It is the fourth day of a nationwide lock down in the backdrop of the COVID-19 pandemic that the world is currently facing. I have been cooped up in my room for more than a week. My university closed down a couple of weeks before the prime minister’s call for a nationwide lock down that we are currently adhering to.
I have been working on an idea for several months. My objective is to develop an AI that can help augment a pathologist’s ability to diagnose a certain disease called the Celiac disease. I have hand annotated Histopathological images, yielding a novel data-set – rich in annotations that doesn’t exist anywhere else in the world. But with limited data, it is a herculean task to train a very deep convolutional neural network (with millions of learnable parameters) to make accurate predictions.
The AI must be able to propose a region of interest in a given histopathological image and indicate, with a certain degree of confidence that the doctors can perform diagnosis In the proposed region of the biopsy slide. In technical terms, the AI must perform a localization task on something I call the interpretable region. But so far, I have been unsuccessful (All my successes are statistically insignificant) in my attempts at beating the state-of-the-art numbers with the several experiments that I have been conducting. This account bears testimony to all my failures and the lessons that I elicited from them.
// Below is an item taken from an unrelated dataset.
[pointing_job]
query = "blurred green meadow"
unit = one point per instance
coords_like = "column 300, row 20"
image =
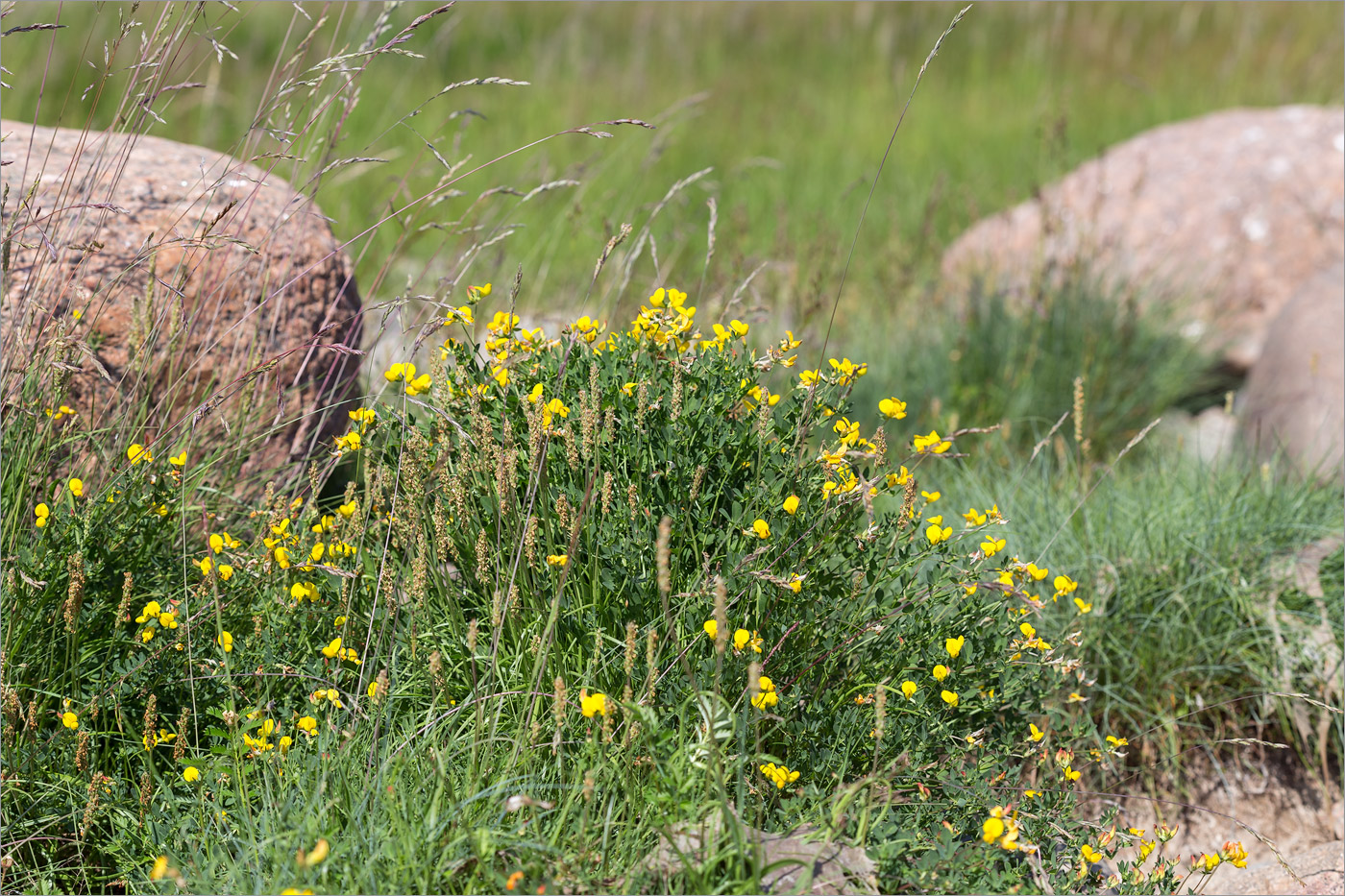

The very first lesson that I learned is that failures come as an altruistic experience. It is to personify the very idea of failure and remark its efforts in failing us as an act of altruism for our betterment. The only purpose that failure serves is that it makes an individual steadfast and rigorous in whatever field he has chosen for himself. It ensures to expertly, and surgically disentangle the childish romanticism of success from the more practical, tough and labyrinthine effort that begets success in reality. It titrates into our daily lives, the right amounts of passion and dispassion.
Particularly, I am talking about the repetitive nature of failures that young scientists like me have to inevitably face early on in our careers. These failures have an unfathomable quality about them. We acquire a taste for their bittersweet experience and before long, they become a part of our routine. Here, bitter is an encounter with failure itself and sweet is the insight into the scope for improvement that it brings along.
I think of it like acquiring a taste for tea. It takes people several cups of hibiscus tea before they genuinely relish the experience of drinking it. One might ask, as to why one chooses to partake in voluntarily downing multiple cups of this bitter beverage if neither its taste nor the flavor is appealing – to which I say, the persistence is in pursuit of beauty. The tea’s color, its staining on the porcelain, its acrid aroma and texture, these are beautiful things. One consumes this beauty when tea is consumed and to do so is a self-imposed privilege. Nothing furthers this truth for multiple failures on our way to success.
There is profound beauty in the directions that failures show us. If the winds had a paintbrush attached to their tails, the vibrant mess of brushstrokes it’d leave behind would expose this beauty. How many years go by, How many meaningless excursions in the empty expanses of the world do the winds take before momentarily filling a creature’s lungs with life!